On Fri, Jan 29, 1999 at 02:46:59PM -0600, Jeffrey C. Ollie wrote:
> > * Sendmail only does this under SMTP, not under anything else
> 
> Not if you add the 'm' flag to the delivery agent.  Then sendmail will
> invoke the delivery agent with multiple recipients specified on the
> command line.

Interesting, I've never seen this used for mailing lists, so I don't
know what to say... obviously this is a sendmail only thing that gets
into the whole problem outlined below.

> > So, that means that Mailman would have to accept its messages over SMTP,
> > which sin't in itself a problem... the problem is that as far as I've
> > been able to determine, sendmail can't be told to deliver SMTP mail to a
> > different port than 25.
> 
> Actually you can, see p522 in the 2nd edition of _Sendmail_ (section
> 30.4.1.2).

I stand corrected, although I will point out that this is burried quite
late in the sendmail world, and 5 people I know who relaly know sendmail
didn't know this :-)  Hense, it's obscure at best... Regardless...

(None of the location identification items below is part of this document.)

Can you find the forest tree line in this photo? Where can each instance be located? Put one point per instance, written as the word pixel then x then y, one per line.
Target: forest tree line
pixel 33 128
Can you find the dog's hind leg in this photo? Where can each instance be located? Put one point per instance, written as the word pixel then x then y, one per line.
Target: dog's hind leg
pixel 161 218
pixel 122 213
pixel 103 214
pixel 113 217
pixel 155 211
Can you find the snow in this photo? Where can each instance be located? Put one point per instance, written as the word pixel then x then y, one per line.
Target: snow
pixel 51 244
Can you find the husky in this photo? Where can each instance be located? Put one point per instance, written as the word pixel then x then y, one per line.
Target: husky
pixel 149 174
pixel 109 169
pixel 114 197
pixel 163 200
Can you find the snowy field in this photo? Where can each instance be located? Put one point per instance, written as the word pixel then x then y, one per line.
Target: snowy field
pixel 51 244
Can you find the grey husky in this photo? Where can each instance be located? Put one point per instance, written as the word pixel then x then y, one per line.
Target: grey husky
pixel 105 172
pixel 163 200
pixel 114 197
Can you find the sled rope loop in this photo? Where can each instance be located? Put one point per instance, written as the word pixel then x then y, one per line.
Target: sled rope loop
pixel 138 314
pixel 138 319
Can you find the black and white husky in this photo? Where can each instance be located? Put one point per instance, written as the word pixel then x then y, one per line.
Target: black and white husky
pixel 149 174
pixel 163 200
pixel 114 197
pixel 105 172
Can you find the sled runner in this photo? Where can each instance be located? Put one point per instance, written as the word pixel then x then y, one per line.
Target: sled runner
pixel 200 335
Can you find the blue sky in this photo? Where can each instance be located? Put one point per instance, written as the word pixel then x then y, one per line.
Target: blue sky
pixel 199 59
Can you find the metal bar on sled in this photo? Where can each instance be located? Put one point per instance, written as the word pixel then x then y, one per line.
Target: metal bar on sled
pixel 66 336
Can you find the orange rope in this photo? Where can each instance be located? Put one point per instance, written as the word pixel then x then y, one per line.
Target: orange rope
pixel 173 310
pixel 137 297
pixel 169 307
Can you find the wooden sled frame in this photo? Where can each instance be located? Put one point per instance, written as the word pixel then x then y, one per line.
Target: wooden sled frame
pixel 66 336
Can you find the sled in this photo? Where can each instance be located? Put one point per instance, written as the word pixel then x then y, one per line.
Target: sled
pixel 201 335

> > That's not nearly as ugly as the problems with doing it ... also it'd be
> > different for every mailer, and quite different in many cases I think.
> 
> Yes, existence of multiple SMTP daemons is a problem in that we'd have
> to provide documentation on how  to modify the configuration for many
> different daemons.  However doesn't this already happen?  Aren't
> sendmail, exim, qmail, or whatever sufficiently different in their
> implementation that setup is already problematic?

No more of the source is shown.